Распахнул дверцы кладовки на балконе, дважды возвращался в ванную, машинально заглядывая в душевую кабину – словно Айя могла вдруг материализоваться там из воздуха. Наконец, бросив на стиральной машине букет и коробку с булочками (просто чтобы дать свободу рукам, готовым смять, ударить, отшвырнуть, скрутить и убить любого, кто окажется на пути), выскочил на улицу как был – в смокинге, в бабочке, в накинутом, но не застегнутом плаще. Презирая себя, умирая от отчаяния, беззвучно повторяя себе, что у него наверняка уже и голос пропал на нервной почке («и черт с ним, и поздравляю – недолго музыка играла, недолго фраер танцевал!»), минут сорок он болтался по округе, отлично сознавая, что все эти жалкие метания бессмысленны и нелепы.

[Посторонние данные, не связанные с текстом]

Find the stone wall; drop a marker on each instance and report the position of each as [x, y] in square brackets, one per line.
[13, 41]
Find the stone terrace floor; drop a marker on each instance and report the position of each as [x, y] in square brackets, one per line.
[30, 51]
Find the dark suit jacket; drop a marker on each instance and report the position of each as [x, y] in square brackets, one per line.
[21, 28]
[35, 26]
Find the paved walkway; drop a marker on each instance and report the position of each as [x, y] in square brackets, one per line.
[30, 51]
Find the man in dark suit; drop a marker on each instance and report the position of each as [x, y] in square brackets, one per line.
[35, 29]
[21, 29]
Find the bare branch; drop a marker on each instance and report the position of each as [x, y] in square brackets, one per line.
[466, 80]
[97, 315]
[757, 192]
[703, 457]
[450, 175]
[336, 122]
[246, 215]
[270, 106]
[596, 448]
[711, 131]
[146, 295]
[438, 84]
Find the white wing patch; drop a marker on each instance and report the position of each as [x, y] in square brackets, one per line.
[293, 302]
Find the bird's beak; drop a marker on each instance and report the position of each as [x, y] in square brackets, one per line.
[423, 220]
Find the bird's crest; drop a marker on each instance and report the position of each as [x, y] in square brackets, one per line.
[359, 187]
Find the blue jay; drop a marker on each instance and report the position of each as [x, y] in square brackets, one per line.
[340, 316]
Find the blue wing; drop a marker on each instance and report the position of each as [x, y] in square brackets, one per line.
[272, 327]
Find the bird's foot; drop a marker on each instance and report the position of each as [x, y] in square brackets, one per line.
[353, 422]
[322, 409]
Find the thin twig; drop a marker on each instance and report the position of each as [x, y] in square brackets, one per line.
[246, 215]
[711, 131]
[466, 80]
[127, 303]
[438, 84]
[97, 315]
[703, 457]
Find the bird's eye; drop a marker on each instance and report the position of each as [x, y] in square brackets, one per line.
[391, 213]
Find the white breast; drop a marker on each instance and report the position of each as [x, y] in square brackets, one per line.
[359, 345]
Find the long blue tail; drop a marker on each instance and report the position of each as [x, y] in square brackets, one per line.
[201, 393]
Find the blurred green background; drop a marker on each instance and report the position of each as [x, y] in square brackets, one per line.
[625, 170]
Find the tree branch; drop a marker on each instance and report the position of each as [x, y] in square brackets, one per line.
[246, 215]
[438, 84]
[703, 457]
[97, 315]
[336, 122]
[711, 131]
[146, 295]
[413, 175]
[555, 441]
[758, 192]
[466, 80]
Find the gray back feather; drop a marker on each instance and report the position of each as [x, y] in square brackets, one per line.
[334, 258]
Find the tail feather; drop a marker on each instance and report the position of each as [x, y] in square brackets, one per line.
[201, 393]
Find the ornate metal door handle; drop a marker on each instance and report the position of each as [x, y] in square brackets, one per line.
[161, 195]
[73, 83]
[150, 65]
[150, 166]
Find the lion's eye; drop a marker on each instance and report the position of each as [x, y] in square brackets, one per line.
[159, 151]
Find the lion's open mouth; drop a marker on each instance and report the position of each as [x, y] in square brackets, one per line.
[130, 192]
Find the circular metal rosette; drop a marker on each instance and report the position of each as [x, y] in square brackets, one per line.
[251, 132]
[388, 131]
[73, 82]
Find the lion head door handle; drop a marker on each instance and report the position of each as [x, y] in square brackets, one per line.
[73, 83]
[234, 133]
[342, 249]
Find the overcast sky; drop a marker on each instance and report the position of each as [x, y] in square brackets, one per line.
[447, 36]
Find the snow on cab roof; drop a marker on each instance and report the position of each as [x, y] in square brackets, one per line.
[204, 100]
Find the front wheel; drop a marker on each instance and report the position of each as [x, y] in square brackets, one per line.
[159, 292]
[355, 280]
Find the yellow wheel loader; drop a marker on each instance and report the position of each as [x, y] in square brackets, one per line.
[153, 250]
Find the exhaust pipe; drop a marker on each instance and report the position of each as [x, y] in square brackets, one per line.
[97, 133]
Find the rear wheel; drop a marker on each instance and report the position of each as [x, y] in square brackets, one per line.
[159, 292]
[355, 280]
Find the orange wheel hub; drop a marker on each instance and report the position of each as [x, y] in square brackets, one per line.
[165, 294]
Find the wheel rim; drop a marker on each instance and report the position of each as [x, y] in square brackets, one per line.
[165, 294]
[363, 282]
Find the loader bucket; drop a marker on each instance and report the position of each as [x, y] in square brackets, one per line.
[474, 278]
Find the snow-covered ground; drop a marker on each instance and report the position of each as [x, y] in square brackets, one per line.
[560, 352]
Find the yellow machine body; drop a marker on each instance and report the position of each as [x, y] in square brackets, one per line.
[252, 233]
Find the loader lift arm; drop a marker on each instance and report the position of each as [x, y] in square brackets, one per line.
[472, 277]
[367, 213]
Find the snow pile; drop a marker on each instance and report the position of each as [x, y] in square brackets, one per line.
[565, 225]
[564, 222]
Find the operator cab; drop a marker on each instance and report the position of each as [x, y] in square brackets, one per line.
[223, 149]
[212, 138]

На улицах и в переулках квартала Марэ уже пробудилась и заворочалась еженощная богемная жизнь: мигали лампочки над входом в бары и пабы, из открытых дверей выпархивали струйки блюза или утробная икота рока, за углом по чьей-то пухлой кожаной спине молотили кулачки и, хихикая и всхлипывая, изнутри этого кентавра кто-то выкрикивал ругательства…

Леон заглядывал во все подвернувшиеся заведения, спускался в полуподвалы, обшаривал взглядом столы, ощупывал фигуры-спины-профили на высоких табуретах у стоек баров, топтался у дверей в дамские комнаты в ожидании – не выйдет ли она. И очень зримо представлял ее под руку с кем-нибудь из этих… из вот таких…

В конце концов вернулся домой в надежде, что она слегка заблудилась, но рано или поздно… И вновь угодил в убийственную тишину со спящим «стейнвеем».

На кухне он выхлестал одну за другой три чашки холодной воды, не думая, что это вредно для горла, тут же над раковиной ополоснул вспотевшие лицо и шею, заплескав отвороты смокинга, приказал себе уняться, переодеться и… думать, наконец. Легко сказать! Итак: в прихожей не оказалось ни плаща ее, ни туфель. Но чемодан-то в углу спальни, он…



Да что ей чемодан, что ей чемодан, что ей все на свете чемоданы!!! – это вслух, заполошным воплем… А может, она ускользнула, почуяв опасность? Может, в его отсутствие сюда явился какой-нибудь Джерри (по какому праву Натан приволок этого типа, подарив полную свободу появлений в моей частной жизни, – черт побери, как я их всех ненавижу! бедная моя, бедная гонимая девочка!).



…Вернулась она в четверть второго.

Леон уже разработал стратегию поиска, стал собран, холоден, знал, где и через кого раздобудет оружие, и был полностью готов к любому сценарию отношений с конторой: шантажировать их, торговаться с ними, угрожать. Если понадобится, идти до последней черты.